Rêveries bachelardiennes en compagnie d'Aurélien Bellanger, dont la réflexion autour de la transparence de la Terre nous mène à l'expérience d'une pensée métaphysique... La transparence de la Terre est-elle illusoire ?
Elle l’est, par exemple pour les ondes sismiques.
C’est un exercice de SVT qui m’avait particulièrement marqué au collège : d’une courbe qui cassait en plusieurs endroits on pouvait inférer, simplement en reportant ces cassures, l’existence de la croûte, du manteau et du noyau terrestre.
Les rêveries bachelardiennes d'une Terre transparente
Transparente, la terre l’est aussi pour les neutrinos qui la traversent presque sans rien sentir : les détecteurs enfouis sous la glace polaire regardent indifféremment vers le ciel ou la Terre — comme on voit le soleil même avec ses paupières fermées.
La Nasa a d’ailleurs récemment diffusé une image du soleil prise à travers la Terre, en collectant les neutrinos émis par celui-ci. Comme si la terre était devenue, dans cette expérience, équivalente au corps vitreux de l’oeil.
Et on pourra probablement bientôt utiliser le magma de son manteau comme une sorte de lentille, et ses plaques continentales comme un diaphragme à iris.
La transparence de la Terre a ainsi fini par déborder le domaine exclusif de la science-fiction, dont elle a constitué l’un des tropes les plus singuliers. Par exemple dans le génial Créateur d’étoile, du pionnier de la SF Olaf Stapledon. Ou plus près de nous avec ces application de réalité augmentée qui permettent de regarder, sur un smartphone, les étoiles qui passent, comme des poissons, entre nos pieds.
Le thème du tunnel qui traverserait la Terre se rattache aussi à cet imaginaire — si profond que le remake de Total Recall remplace la colonie martienne du premier film par une colonie australienne, accessible par un ascenseur passant par le centre de la Terre.
C’est encore l’argument de l’une des meilleures aventures de Picsou, par Dan Rosa, quand le dissoutou inventé par Géo Trouvetou creuse un puits à travers la Terre — un puits que l’on retrouve dans les délicieuses planètes traversables de Mario Galaxy.

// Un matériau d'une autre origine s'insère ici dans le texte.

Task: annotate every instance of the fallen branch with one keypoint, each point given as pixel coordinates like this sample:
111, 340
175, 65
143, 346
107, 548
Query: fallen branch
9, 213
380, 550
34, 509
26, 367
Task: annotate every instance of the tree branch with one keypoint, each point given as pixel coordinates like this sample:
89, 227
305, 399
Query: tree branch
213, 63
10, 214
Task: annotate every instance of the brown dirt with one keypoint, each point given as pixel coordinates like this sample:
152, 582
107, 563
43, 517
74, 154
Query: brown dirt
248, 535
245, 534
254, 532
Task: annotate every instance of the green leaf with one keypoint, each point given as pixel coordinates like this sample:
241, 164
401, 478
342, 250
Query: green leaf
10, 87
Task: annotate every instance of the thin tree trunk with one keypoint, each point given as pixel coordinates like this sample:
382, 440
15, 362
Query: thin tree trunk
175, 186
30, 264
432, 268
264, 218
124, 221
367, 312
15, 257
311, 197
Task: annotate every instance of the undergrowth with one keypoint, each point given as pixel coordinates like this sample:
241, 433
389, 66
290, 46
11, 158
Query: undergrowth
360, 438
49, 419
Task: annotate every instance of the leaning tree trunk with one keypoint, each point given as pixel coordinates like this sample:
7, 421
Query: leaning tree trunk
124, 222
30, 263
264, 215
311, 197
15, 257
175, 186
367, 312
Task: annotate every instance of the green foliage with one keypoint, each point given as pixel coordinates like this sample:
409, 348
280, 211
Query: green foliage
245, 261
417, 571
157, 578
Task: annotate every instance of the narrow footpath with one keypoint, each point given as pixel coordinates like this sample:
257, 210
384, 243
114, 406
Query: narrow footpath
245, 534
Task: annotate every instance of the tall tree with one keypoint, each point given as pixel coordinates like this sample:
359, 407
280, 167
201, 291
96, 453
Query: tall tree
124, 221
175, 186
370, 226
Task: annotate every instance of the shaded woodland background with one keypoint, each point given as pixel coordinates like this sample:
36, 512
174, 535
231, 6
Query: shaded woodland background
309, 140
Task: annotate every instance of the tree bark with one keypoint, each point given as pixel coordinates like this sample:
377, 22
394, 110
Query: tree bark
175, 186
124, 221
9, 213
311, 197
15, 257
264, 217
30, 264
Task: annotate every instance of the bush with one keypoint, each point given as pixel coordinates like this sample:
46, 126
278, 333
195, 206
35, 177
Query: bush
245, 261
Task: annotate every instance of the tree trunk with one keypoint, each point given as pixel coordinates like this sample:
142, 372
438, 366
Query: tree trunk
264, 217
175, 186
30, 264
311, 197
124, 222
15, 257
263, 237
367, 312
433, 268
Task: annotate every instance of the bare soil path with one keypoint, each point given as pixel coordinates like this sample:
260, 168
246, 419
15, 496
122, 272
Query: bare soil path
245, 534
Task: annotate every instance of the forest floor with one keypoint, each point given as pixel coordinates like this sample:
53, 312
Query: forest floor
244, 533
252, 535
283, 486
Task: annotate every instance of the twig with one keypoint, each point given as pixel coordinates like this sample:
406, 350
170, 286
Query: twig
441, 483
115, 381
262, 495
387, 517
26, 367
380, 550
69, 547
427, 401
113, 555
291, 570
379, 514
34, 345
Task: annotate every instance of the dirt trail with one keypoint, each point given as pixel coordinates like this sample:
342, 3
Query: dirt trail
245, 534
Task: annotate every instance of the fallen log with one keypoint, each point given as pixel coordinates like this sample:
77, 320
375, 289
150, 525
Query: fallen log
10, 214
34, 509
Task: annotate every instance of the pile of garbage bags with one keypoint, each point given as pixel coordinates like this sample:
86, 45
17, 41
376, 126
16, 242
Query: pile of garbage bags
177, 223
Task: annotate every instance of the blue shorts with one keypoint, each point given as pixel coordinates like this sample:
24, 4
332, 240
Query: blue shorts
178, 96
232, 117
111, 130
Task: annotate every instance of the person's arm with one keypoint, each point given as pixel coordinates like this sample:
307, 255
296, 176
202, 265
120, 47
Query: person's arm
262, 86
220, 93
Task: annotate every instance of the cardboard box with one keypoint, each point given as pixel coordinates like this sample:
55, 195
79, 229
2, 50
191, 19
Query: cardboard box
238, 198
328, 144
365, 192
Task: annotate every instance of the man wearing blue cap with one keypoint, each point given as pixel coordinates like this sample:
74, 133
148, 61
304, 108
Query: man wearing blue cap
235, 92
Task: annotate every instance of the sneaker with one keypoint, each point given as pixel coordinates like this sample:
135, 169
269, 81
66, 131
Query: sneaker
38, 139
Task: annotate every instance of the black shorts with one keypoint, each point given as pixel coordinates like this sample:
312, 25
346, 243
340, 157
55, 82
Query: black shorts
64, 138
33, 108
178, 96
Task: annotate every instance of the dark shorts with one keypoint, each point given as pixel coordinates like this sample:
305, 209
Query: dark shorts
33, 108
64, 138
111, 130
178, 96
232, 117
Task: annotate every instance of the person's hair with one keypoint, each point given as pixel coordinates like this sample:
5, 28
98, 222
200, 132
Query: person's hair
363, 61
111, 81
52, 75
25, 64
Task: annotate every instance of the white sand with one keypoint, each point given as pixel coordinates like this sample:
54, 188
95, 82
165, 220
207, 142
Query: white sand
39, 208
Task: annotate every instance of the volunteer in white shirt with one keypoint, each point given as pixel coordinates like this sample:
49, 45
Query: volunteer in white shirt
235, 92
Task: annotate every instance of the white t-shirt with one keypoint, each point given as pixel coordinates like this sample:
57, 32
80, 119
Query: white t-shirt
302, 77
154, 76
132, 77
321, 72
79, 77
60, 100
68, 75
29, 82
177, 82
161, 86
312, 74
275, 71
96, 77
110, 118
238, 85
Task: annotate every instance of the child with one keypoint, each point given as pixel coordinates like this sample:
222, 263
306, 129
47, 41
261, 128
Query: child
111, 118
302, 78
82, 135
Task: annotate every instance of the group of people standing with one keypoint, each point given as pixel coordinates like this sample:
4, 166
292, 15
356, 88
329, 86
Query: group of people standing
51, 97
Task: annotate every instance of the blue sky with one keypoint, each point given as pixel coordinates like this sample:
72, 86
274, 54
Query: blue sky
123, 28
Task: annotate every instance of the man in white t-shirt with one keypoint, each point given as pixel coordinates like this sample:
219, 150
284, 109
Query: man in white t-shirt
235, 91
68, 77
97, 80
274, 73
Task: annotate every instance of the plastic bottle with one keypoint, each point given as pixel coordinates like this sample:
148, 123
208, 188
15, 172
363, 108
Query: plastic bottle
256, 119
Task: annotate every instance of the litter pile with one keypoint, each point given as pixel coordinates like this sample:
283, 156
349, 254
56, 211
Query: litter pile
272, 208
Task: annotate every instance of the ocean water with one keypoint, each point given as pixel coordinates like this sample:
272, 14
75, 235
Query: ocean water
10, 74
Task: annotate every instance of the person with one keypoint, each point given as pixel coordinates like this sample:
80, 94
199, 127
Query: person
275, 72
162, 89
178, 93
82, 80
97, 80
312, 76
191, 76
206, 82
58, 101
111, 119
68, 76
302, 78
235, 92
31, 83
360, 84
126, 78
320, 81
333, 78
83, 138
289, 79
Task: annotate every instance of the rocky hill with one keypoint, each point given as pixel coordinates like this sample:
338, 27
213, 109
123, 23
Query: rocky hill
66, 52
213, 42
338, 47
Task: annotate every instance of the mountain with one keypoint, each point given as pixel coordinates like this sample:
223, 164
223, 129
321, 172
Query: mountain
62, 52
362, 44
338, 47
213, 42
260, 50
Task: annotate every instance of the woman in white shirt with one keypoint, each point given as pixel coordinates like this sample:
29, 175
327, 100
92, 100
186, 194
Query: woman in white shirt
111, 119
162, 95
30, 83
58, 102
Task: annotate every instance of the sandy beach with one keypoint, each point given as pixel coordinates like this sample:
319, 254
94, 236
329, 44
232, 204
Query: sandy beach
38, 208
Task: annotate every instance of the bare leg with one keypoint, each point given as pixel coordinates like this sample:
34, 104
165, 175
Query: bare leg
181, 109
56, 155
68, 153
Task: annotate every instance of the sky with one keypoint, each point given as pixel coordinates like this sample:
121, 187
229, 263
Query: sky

Sans parler des théories de la Terre creuse, nouvel itération de cet imaginaire.
Qu’est-ce que ces mythes racontent de notre rapport à la Terre ?
Sans doute qu’ils seraient arbitraires, et que nous pourrions tout aussi bien flotter dans l’espace. Ou bien que la fameuse allégorie de Kierkegaard, qui nous représente nageant à la surface de l’eau, et tenant par notre seule foi au-dessus des gouffres du néant, pourrait être plus vraie qu’on pense : c’est au-dessus d’un gouffre de magma que nous passons notre vie.
Toute la conquête spatiale ne serait qu’une opération de prestidigitation qui viserait à faire disparaître la Terre — comme un antidote radicale à l’angoisse kierkegardienne.
Une expérience de pensée métaphysique
Mais c’est à un autre problème philosophique que ces mythologies de la disparition de la Terre se rattachent : quand, moment crucial dans l’anthropologie des modernes, Locke décide de partager les qualités sensibles entre qualités premières et qualités secondes, qualités indépendantes du sujet et qualités que requiert celui-ci, il a fait, contre ces intuitions aqueuses d’une Terre transparente, de la solidité du sol une qualité première.
Que nous ne traversions pas la Terre, comme une onde, qu’un matelas nous empêche de sombrer dans les étoiles quand nous dormons, cela est une donnée métaphysique indépassable.
On pourrait presque parler d’une inversion métaphysique de la théorie de la gravité : nous tombons, oui, mais en même temps il faut que quelque chose nous retienne.
La transparence de la Terre, pour Locke, ne saurait donc être qu’illusoire ?
Oui, car il faut bien qu’elle résiste au poids de notre sommeil. Et c’est presque une définition de la matière : quelque chose qui résiste au sommeil et à tous ses rêves de disparition métaphysique.
Mais c’est nous, en revanche, sur cette Terre finalement opaque et nécessairement solide, qui devenons transparents, en flottant, dans l’ascenseur de verre de nos fantasmes métaphysiques, comme des méduses dont la pensée urticante verrait partout le néant, le froid, la transparence — jusqu’à douter de l’existence de l’eau.